Project
The aim of this study is to gain a better understanding of tea consumption by examining the consumer sustainability awareness on tea purchase decision-making when tea is purchased either as a gift or for household self-use.
library(dplyr)
library(tidyr)
library(factoextra)
library(janitor)
library(DataExplorer)
tea = haven::read_sav("data set tea consumption-shared data.sav")
tea <- tea %>% dplyr::select(1:8, 30:34)
tea <- janitor::clean_names(tea)
cols <- colnames(tea)[1:8]
tea[cols] <- lapply(tea[cols], factor)
tea_dum <- DataExplorer::dummify(tea)
EDA
Missing values
plot_intro(tea)
skimr::skim(tea)
Name | tea |
Number of rows | 280 |
Number of columns | 13 |
_______________________ | |
Column type frequency: | |
factor | 8 |
numeric | 5 |
________________________ | |
Group variables | None |
Variable type: factor
skim_variable | n_missing | complete_rate | ordered | n_unique | top_counts |
---|---|---|---|---|---|
purchase_purpose | 0 | 1 | FALSE | 2 | 1: 156, 2: 124 |
sex | 0 | 1 | FALSE | 2 | 2: 144, 1: 136 |
hometown | 0 | 1 | FALSE | 5 | 3: 106, 2: 98, 1: 46, 5: 25 |
age | 0 | 1 | FALSE | 6 | 3: 94, 2: 91, 1: 56, 4: 26 |
ethnic | 0 | 1 | FALSE | 2 | 1: 266, 2: 14 |
education | 0 | 1 | FALSE | 5 | 3: 148, 1: 70, 4: 43, 5: 11 |
job | 0 | 1 | FALSE | 9 | 4: 76, 2: 51, 3: 47, 9: 41 |
monthly_income | 0 | 1 | FALSE | 5 | 2: 102, 3: 82, 4: 39, 5: 31 |
Variable type: numeric
skim_variable | n_missing | complete_rate | mean | sd | p0 | p25 | p50 | p75 | p100 | hist |
---|---|---|---|---|---|---|---|---|---|---|
fac1_sustain | 0 | 1 | 0 | 1 | -3.45 | -0.52 | 0.21 | 0.77 | 1.55 | ▁▂▃▇▇ |
fac2_brand | 0 | 1 | 0 | 1 | -2.80 | -0.76 | -0.04 | 0.81 | 1.82 | ▁▅▇▇▆ |
fac3_prg | 0 | 1 | 0 | 1 | -3.36 | -0.70 | 0.13 | 0.80 | 1.89 | ▁▂▆▇▅ |
fac4_fashion | 0 | 1 | 0 | 1 | -3.04 | -0.57 | 0.08 | 0.65 | 2.62 | ▁▃▇▆▁ |
fac5_conformty | 0 | 1 | 0 | 1 | -3.27 | -0.57 | 0.08 | 0.63 | 2.03 | ▁▂▅▇▃ |
Clustering
WSS plot
factoextra::fviz_nbclust(tea_dum, kmeans, method = "wss")
It seems 4 is an acceptable number for clusters.
K-means
set.seed(123)
tea_kmeans <- kmeans(tea, 4, nstart = 50, iter.max = 100)
tea_dum$Clusters <- factor(tea_kmeans$cluster)
tea$Clusters <- factor(tea_kmeans$cluster)
Plots
plot_bar(tea, by="Clusters",
order_bar = F, by_position = "fill")
Correlation Heatmap
plot_correlation(tea_dum)
Purchase purpose 1 is related to pragmatism.
Purchase purpose 2 is related to brand and prestige chasing.
Cluster Analysis
Cluster 1 - Novelty-seekers
It seems that these people tend to Prefer distinguished products with special appearances and enjoy novelty when deciding on a tea purchase.
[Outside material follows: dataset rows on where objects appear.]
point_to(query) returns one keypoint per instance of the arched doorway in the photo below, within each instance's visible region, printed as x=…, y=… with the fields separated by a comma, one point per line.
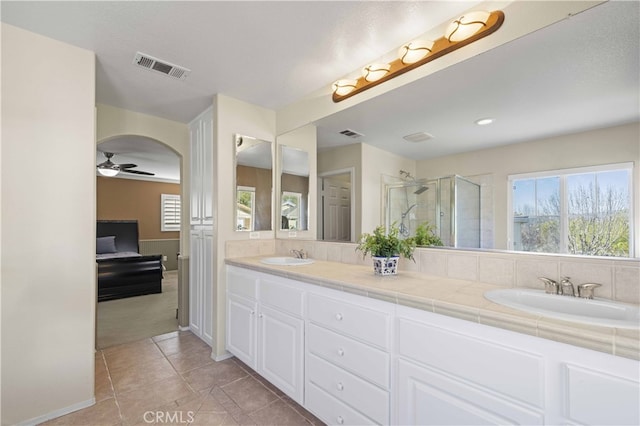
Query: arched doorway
x=148, y=192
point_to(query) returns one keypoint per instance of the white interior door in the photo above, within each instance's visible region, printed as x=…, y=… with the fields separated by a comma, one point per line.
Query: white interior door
x=336, y=209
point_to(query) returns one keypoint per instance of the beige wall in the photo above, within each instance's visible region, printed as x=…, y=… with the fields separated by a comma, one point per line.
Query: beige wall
x=231, y=116
x=113, y=122
x=124, y=199
x=48, y=227
x=602, y=146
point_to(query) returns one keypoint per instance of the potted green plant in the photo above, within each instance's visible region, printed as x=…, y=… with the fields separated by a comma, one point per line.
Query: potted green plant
x=425, y=236
x=386, y=248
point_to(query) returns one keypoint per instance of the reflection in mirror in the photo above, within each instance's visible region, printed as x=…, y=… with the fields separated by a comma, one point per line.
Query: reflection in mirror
x=449, y=205
x=294, y=189
x=254, y=184
x=547, y=125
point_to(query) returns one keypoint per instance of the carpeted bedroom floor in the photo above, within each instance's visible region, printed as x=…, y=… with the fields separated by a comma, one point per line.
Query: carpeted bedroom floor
x=135, y=318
It is possible that these people are more like to have sensation seeking personalities.
Cluster 2 - Non-eco-friendly People
There is not much to say about people from this cluster other than they specifically tend not to care about sustainability for the environment in their tea purchase decisions. This means that they are not particularly concerned about their carbon footprint or being eco-friendly.
Cluster 3 - Gift-givers
For their tea purchases, they look for a known brand and prestige when deciding on tea purchases; they don’t care about pragmatic utility the tea has. Also, they are more like to purchase tea as a gift to other people rather then themselves. Therefore, these people tend to buy prestigeous tea brands to other people.
Cluster 4 - Utilitarians
They tend to choose a tea after considering the pragmatic utility of the kind, meaning they choose what is most needed and consider affordability. Lastly, they are more likely to purchase the tea for themselves rather than as a gift to other people.
Data Coding
Gender
Male
Female
Place of birth
Northern China
Easter China
Southern China
Western China
Central China
Age
18–24
25–34
35–44
45–54
55–64
65+
Ethnic group
Han
Minority group
Education background
Below high school graduate
High school degree
Bachelor’s degree
Master’s degree
PhD. and above
Occupation
Civil servant
Diplomats
Professional (Educator, Engineering, IT, Doctor, Nurse, Lawyer, Consultant, Athletes)
General Business Clerk
Corporate Management
Artists (e.g. Producer, Actor, Director, Designer)
Self-employed
Farmer
Others
Household monthly income (RMB)
Up to 3499
3500–7499
7500–12499
12500–16499
More than 16500